The importance and value in experiencing boredom cannot be overlooked in daily life. When one enters into the depths of boredom - and if we do not repeatedly turn to instant and mindless time-passes to rescue us from our boredom, such as television- it means that we are on the cusp of entering into creativity, for boredom is often a transition and a propeller into great creative endeavours.
Last year, we sold our tv and since then we have engaged as a family into so many projects that I am sure we otherwise would not have like regular baking, piano playing, reading and art projects together. We still watch a show on the computer or phone from time to time, but it is much less tempting, and also much more enjoyable since it is a treat. I have particularly noticed how, since reducing our screen time, my toddler will enter into a phase of boredom, and find his way out of it all by himself with some incredibly imaginative open-ended play.
We can retrain our minds to desire what is available to us, is positive and is uplifting. We can desire to be free from suffering. We can learn to cultivate contentment by finding ways to be grateful for what we have, rather than focusing on what we do not have, which almost always produces suffering. We can train our minds to acknowledge our feelings, and then move our attention to something different. And finally, we can sit in a place of boredom in order to discover and express the creativity within.
When I lived in the Ashram, I remember one day making a list entitled "Happiness Is" and on that list I placed various food items and activities which I desperately missed from home. I remember "sandwiches" in particular. Do you think I ever get excited about sandwiches now that I have been home for 5 years? No! Because it is all relative. I have free access to sandwiches now, so I desire something else that is more restricted, like restaurant food, or a date night at a restaurant with my husband (which is very difficult with a baby and a toddler). Yet, for a period of time, I truly felt and believed that happiness was SANDWICHES. It is so funny now, I laugh as I write this, but I was really suffering it then.

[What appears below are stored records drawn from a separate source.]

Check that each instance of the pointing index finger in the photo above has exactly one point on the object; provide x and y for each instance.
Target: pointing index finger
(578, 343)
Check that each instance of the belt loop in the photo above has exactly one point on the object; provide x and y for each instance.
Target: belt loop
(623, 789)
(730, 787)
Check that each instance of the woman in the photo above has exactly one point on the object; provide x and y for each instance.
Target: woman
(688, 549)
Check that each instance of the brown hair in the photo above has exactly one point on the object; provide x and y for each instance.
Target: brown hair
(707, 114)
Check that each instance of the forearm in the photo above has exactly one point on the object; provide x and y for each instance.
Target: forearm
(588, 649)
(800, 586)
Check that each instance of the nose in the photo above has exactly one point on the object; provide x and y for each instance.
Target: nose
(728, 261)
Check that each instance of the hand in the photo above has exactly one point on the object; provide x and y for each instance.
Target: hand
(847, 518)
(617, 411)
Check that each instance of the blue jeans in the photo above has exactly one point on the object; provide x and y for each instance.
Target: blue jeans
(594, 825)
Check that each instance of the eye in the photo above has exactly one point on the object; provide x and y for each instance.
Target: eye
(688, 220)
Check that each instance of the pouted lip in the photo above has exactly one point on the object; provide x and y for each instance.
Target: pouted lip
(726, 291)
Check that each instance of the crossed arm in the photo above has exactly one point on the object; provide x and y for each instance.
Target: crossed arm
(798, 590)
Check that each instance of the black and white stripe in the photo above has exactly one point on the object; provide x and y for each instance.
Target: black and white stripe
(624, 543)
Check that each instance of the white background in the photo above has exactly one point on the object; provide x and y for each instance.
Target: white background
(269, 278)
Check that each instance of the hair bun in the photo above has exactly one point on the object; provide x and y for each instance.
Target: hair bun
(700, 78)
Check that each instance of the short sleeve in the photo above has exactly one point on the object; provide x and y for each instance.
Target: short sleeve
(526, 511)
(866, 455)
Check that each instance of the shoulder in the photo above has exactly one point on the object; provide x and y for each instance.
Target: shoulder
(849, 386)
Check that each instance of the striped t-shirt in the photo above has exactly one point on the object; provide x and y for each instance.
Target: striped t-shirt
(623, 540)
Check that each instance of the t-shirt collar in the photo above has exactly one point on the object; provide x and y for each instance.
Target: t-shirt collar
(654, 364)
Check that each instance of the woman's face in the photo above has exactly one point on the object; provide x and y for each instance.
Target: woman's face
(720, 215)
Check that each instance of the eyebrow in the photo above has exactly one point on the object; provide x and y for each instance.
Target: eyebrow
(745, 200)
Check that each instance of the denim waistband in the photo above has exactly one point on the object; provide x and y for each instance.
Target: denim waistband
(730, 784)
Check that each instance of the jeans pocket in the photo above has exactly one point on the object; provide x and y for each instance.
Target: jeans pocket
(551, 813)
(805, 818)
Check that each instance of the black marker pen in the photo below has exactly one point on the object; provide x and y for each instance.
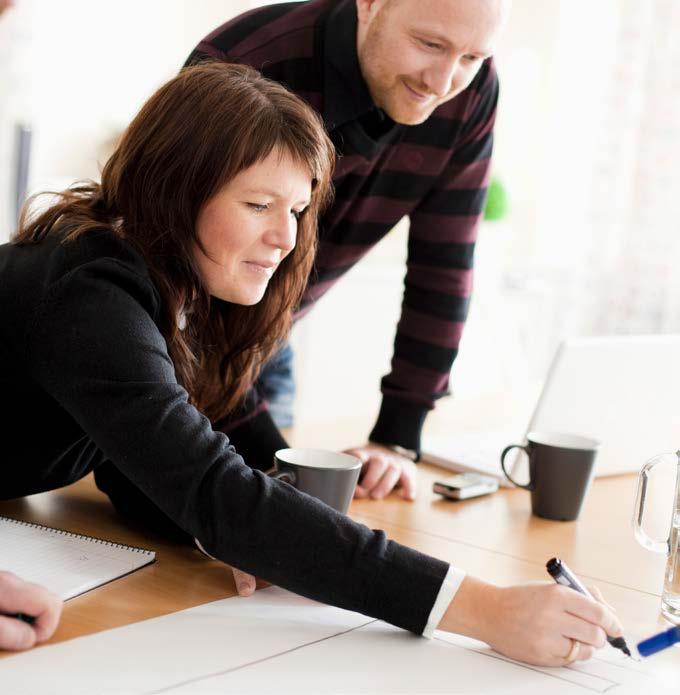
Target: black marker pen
(563, 575)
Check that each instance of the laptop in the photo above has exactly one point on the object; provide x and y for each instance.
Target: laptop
(621, 390)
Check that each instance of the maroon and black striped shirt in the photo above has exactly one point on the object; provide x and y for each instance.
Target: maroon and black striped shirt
(436, 173)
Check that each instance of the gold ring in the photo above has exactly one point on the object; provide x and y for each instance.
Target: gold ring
(573, 652)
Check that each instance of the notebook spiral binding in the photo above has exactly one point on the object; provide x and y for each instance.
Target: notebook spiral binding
(70, 534)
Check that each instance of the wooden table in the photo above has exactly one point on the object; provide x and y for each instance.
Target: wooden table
(494, 537)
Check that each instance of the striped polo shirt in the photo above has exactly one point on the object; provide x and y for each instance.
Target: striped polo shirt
(436, 173)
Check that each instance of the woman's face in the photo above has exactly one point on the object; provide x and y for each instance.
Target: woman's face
(250, 226)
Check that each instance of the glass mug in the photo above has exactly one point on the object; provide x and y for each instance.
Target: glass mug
(670, 598)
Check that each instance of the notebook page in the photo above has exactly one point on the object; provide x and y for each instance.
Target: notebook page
(66, 563)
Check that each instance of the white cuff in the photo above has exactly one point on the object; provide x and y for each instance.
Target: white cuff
(452, 581)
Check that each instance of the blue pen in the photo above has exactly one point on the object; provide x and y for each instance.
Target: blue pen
(664, 639)
(563, 575)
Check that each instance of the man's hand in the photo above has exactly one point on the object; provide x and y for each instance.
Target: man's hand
(18, 596)
(383, 470)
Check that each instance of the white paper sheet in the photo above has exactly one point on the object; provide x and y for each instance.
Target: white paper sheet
(278, 642)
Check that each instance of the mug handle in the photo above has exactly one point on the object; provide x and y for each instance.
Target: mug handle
(641, 536)
(529, 486)
(286, 476)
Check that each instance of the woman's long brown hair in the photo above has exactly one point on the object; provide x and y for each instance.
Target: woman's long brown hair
(191, 138)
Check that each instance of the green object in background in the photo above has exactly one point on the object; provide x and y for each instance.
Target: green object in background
(497, 205)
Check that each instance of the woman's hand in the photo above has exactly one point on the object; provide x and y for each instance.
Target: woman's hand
(247, 583)
(535, 623)
(18, 596)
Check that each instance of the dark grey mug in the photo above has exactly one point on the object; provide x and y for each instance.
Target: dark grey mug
(328, 475)
(560, 471)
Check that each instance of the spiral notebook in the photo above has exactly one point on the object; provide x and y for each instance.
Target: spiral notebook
(68, 564)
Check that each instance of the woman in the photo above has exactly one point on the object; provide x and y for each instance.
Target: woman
(135, 314)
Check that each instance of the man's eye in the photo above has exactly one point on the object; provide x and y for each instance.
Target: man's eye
(431, 45)
(258, 207)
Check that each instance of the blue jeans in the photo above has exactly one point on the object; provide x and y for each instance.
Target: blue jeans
(277, 384)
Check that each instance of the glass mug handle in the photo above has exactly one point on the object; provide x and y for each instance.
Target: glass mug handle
(506, 451)
(640, 534)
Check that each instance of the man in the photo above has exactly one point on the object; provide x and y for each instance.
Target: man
(408, 93)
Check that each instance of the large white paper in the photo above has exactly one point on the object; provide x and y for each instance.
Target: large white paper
(275, 641)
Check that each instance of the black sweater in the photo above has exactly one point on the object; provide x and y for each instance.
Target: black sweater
(87, 378)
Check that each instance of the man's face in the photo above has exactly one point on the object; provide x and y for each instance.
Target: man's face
(417, 54)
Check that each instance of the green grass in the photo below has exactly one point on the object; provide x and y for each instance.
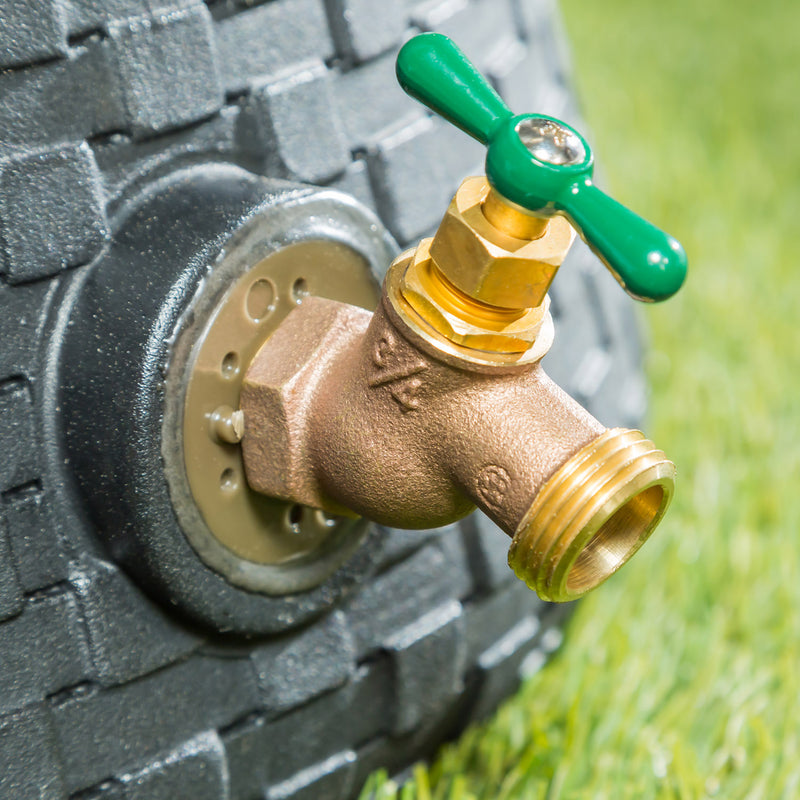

What I gradually began to realize through Ashram life, Yogic Lifestyle and my studies was that Freedom, being truly free, did not mean having the means to follow every whim of my mind and desire. Real freedom meant freedom from compulsion, guiding myself toward positive desires, and gratitude for what I currently had. It is being able to flow and find contentment - through gratitude - with what Life is currently offering you. It is being able to enjoy what you have. And being able to be without it when you can't have it. As the wise Sheryl Crowe has said, "it's not having what you want, it's wanting what you've got" (vs the common "wanting what you can't have" syndrome).
It's so simple in theory, but it takes practice to experience the shift inside. Yet, even though it takes time to practice and experience this new mentality, I find that having a new context for understanding can make all the difference. It is empowering and hopeful, as we are no longer simply victims to the situation, but are given a chance to become the master of our mind.